Common or uncommon (between 1 and 100 in every 1,000 users may be affected): none or reduced bleeding, tender breasts, breast enlargement, breast pain, decreased sexual desire, depression, headache, nervousness, migraine, dizziness, nausea, vomiting, acne, rash, nettle-rash (urticaria), fluid retention, high blood pressure.

Rare (between 1 and 10 in every 10,000 users may be affected): vaginal candidiasis (fungal infection), impaired hearing (otosclerosis), thromboembolism, hypersensitivity, increased sexual desire, eye irritation due to contact lens, loss of hair (alopecia), itching, skin disorders (erythema nodosum – a skin disease associated with joint pain, fever, hypersensitivity, or infection, characterized by small, painful, pink to blue nodules under the skin and on the shins that tend to recur; erythema multiforme – a skin disease characterized by solid raised spots on the skin or fluid-filled blisters, lesions and reddening or discoloration of the skin, often in concentric zones about the lesions), vaginal discharge, breast discharge.
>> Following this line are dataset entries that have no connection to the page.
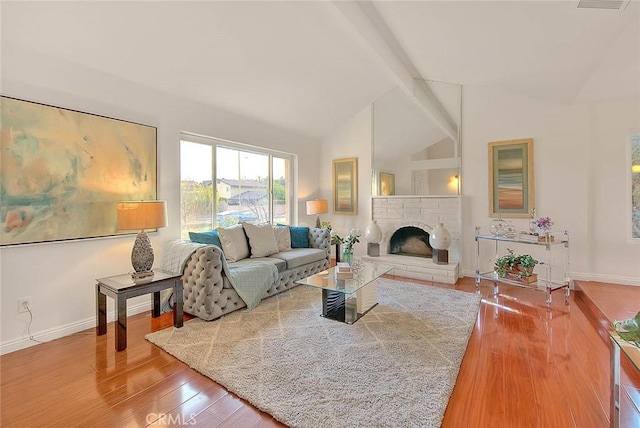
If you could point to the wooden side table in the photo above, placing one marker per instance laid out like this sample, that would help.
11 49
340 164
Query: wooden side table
123 287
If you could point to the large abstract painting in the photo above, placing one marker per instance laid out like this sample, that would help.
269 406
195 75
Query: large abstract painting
511 178
63 171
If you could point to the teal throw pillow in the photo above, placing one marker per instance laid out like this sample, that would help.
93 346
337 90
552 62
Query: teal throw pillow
210 237
299 236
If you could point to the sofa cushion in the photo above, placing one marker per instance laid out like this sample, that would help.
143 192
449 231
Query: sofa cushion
234 243
300 256
261 239
317 236
280 264
210 237
299 236
283 237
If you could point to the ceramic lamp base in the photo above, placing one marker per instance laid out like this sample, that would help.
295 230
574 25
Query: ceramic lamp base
142 253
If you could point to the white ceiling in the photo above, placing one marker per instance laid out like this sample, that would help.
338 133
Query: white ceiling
303 65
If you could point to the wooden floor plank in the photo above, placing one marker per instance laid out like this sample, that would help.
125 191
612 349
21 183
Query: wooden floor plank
526 365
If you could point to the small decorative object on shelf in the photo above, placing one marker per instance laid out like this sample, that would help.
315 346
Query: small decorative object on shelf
373 234
347 244
499 226
504 268
440 241
543 225
516 267
534 237
511 231
343 271
629 329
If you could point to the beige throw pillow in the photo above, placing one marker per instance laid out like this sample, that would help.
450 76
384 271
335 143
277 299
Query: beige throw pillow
234 243
261 239
283 237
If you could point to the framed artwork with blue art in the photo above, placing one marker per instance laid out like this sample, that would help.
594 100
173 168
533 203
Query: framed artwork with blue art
511 184
62 171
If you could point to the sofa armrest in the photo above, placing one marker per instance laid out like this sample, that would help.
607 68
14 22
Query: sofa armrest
320 238
203 281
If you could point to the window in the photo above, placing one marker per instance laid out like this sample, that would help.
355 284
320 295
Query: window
251 184
635 185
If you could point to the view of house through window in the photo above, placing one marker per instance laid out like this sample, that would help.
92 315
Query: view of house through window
251 185
635 185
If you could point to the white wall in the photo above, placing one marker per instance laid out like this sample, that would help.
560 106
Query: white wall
613 257
351 139
580 166
60 277
580 175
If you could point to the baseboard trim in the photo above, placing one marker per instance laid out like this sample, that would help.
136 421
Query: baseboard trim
66 330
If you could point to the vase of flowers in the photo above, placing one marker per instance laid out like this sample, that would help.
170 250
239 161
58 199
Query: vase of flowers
347 244
543 225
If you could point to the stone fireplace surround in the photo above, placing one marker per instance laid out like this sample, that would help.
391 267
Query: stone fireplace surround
425 212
Before you have any blood tests

Tell your doctor or the laboratory staff that you are taking the pill, because oral contraceptives can affect the results of some tests.

Reporting of side effects

If you get any side effects, talk to your doctor, pharmacist or nurse. This includes any possible side effects not listed in this leaflet. You can also report side effects directly via the Yellow Card Scheme at: www.mhra.gov.uk/yellowcard.

By reporting side effects you can help provide more information on the safety of this medicine.
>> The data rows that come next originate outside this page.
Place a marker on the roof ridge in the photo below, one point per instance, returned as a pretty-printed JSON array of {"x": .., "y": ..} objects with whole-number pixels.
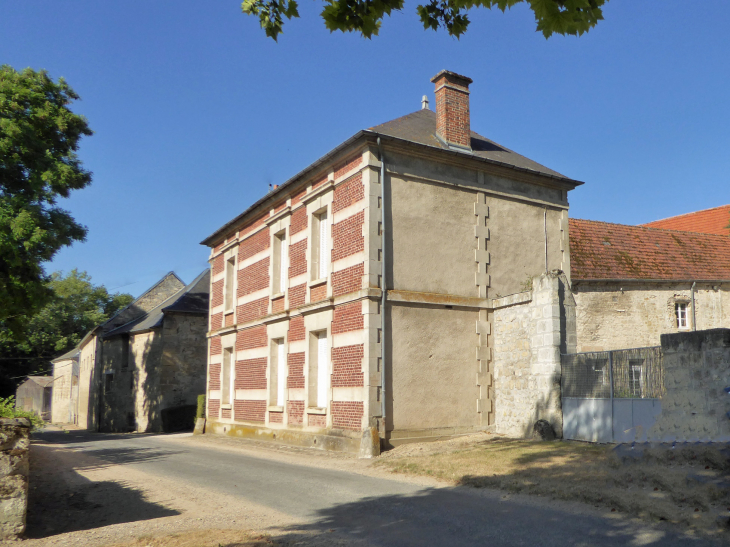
[{"x": 652, "y": 228}]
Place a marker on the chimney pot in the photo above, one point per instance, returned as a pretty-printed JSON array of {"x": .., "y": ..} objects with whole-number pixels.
[{"x": 452, "y": 109}]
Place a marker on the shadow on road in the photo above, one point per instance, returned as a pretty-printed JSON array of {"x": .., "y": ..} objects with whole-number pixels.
[
  {"x": 447, "y": 516},
  {"x": 61, "y": 500}
]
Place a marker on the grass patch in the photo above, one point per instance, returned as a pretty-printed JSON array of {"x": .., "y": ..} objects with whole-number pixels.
[{"x": 689, "y": 485}]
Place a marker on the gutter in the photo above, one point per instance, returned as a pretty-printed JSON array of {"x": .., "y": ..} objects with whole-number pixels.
[
  {"x": 372, "y": 136},
  {"x": 383, "y": 283}
]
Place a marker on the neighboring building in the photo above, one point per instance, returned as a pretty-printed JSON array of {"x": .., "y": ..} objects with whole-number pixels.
[
  {"x": 142, "y": 368},
  {"x": 709, "y": 221},
  {"x": 632, "y": 284},
  {"x": 34, "y": 395},
  {"x": 64, "y": 408},
  {"x": 153, "y": 367},
  {"x": 305, "y": 348}
]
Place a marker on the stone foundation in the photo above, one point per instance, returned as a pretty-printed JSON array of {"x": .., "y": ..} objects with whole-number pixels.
[{"x": 14, "y": 468}]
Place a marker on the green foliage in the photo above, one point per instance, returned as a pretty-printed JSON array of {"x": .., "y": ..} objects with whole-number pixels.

5. How to store Bimizza tablets

Keep this medicine out of the sight and reach of children.

Do not store above 25°C. Store in original package in order to protect from moisture and light.

Expiry date

Do not use this medicine after the expiry date which is stated on the package after “EXP”. The expiry date refers to the last day of that month.
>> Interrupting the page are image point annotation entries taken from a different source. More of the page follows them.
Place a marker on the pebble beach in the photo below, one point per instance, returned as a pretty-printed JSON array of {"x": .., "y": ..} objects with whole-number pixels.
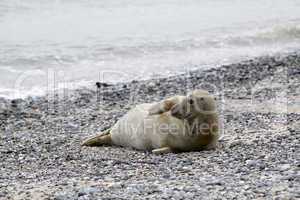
[{"x": 258, "y": 155}]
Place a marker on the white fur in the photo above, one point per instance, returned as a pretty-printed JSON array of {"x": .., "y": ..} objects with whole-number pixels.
[{"x": 142, "y": 131}]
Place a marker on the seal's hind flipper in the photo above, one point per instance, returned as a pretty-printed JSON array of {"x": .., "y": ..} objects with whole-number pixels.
[
  {"x": 98, "y": 140},
  {"x": 162, "y": 150}
]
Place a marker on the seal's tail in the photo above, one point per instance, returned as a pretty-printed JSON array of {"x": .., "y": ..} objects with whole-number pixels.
[{"x": 103, "y": 138}]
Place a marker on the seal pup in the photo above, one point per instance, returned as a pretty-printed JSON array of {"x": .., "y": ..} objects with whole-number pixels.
[{"x": 176, "y": 124}]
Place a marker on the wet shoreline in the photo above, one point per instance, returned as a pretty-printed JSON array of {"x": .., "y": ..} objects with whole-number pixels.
[{"x": 257, "y": 157}]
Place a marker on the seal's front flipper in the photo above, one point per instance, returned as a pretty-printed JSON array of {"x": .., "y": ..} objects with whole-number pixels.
[
  {"x": 161, "y": 107},
  {"x": 98, "y": 140},
  {"x": 162, "y": 150}
]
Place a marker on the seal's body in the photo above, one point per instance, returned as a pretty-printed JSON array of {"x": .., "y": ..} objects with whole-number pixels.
[{"x": 180, "y": 123}]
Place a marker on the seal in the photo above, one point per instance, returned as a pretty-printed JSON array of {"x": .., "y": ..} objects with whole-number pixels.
[{"x": 176, "y": 124}]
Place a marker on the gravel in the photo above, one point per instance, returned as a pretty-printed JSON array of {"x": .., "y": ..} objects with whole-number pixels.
[{"x": 258, "y": 156}]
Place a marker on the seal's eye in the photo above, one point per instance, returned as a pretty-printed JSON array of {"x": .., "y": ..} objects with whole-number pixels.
[{"x": 191, "y": 101}]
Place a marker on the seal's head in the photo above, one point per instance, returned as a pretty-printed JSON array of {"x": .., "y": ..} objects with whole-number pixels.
[{"x": 198, "y": 102}]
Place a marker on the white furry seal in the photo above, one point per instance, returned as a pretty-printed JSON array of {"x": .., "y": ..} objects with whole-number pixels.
[{"x": 177, "y": 124}]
Do not throw away any medicines via wastewater or household waste. Ask your pharmacist how to throw away medicines you no longer use. These measures will help protect the environment.

6. Contents of the pack and other information

What Bimizza tablets contains

The active substances are desogestrel and ethinylestradiol.

The other ingredients are:

All-rac-alpha-tocopherol, potato starch, povidone (E1201), stearic acid (E570), silica colloidal anhydrous (E551) and lactose anhydrous.

What Bimizza tablets look like and contents of the pack

Each tablet is round, white to off-white, uncoated, biconvex, debossed with ‘141’ on one side and other side plain.

Each strip of Bimizza tablets contains 21 white tablets.

Each box of Bimizza tablets contains 1, 3 or 6 strips of 21 tablets provided with or without a desiccant.

Not all pack sizes may be marketed.

Marketing Authorisation Holder

Morningside Healthcare Ltd
115 Narborough Road
Leicester
LE3 0PA
United Kingdom

Manufacturer

Morningside Pharmaceuticals Ltd
5 Pavilion Way
Castle Business Park
Loughborough
Leicestershire
LE11 5GW
United Kingdom

This leaflet was last revised in July 2017.